C H A P T E R  3

Getting Started

This chapter explains how to develop, compile and link, execute, and debug a Sun MPI program. The chapter focuses on what is specific to the Sun MPI implementation and, for the most part, does not repeat information that can be found in related documents. Information about programming with the Sun MPI I/O routines is in Chapter 4.


Header Files

Include syntax must be placed at the top of any program that calls Sun MPI routines.

#include <mpi.h>
INCLUDE 'mpif.h'

These lines enable the program to access the Sun MPI version of the mpi header file, which contains the definitions, macros, and function prototypes required when compiling the program. Ensure that you are referencing the Sun MPI include file.

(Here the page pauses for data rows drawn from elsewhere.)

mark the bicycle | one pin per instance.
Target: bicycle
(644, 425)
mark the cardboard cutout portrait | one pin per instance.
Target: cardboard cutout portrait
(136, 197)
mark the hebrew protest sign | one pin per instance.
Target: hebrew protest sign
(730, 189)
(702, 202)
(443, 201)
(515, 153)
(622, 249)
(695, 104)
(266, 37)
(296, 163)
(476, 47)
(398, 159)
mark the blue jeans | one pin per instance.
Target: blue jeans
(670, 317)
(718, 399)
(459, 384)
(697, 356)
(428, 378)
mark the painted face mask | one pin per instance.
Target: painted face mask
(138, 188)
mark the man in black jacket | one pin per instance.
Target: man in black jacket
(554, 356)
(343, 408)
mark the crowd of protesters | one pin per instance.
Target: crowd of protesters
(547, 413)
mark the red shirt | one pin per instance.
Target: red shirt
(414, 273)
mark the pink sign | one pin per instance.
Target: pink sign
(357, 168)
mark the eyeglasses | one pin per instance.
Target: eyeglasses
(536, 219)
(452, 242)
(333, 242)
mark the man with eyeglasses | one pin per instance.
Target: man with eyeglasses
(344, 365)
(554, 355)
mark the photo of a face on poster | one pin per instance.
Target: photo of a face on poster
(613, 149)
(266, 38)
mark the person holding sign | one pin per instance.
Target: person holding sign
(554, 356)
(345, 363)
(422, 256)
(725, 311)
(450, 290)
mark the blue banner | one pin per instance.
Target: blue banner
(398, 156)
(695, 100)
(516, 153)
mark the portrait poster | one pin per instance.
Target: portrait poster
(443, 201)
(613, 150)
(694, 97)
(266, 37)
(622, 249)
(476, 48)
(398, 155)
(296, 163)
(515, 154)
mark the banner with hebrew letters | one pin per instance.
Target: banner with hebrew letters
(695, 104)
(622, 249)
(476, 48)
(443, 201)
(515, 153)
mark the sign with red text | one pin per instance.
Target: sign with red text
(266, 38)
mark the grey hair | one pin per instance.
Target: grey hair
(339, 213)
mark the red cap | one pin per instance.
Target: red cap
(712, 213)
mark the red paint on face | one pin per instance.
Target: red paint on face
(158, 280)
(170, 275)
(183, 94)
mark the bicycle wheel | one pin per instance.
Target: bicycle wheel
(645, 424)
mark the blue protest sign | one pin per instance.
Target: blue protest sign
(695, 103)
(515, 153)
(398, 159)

The include files are usually found in /opt/SUNWhpc/include/ or /opt/SUNWhpc/include/v9/. If the compiler cannot find them, verify that they exist and are accessible from the machine on which you are compiling your code. The location of the include file is specified by a compiler option (see Compiling and Linking).

Sample Code

Two simple Sun MPI programs are available in /opt/SUNWhpc/examples/mpi and are included here in their entirety. In the same directory you will find the Readme file, which provides instructions for using the examples, and the make file Makefile.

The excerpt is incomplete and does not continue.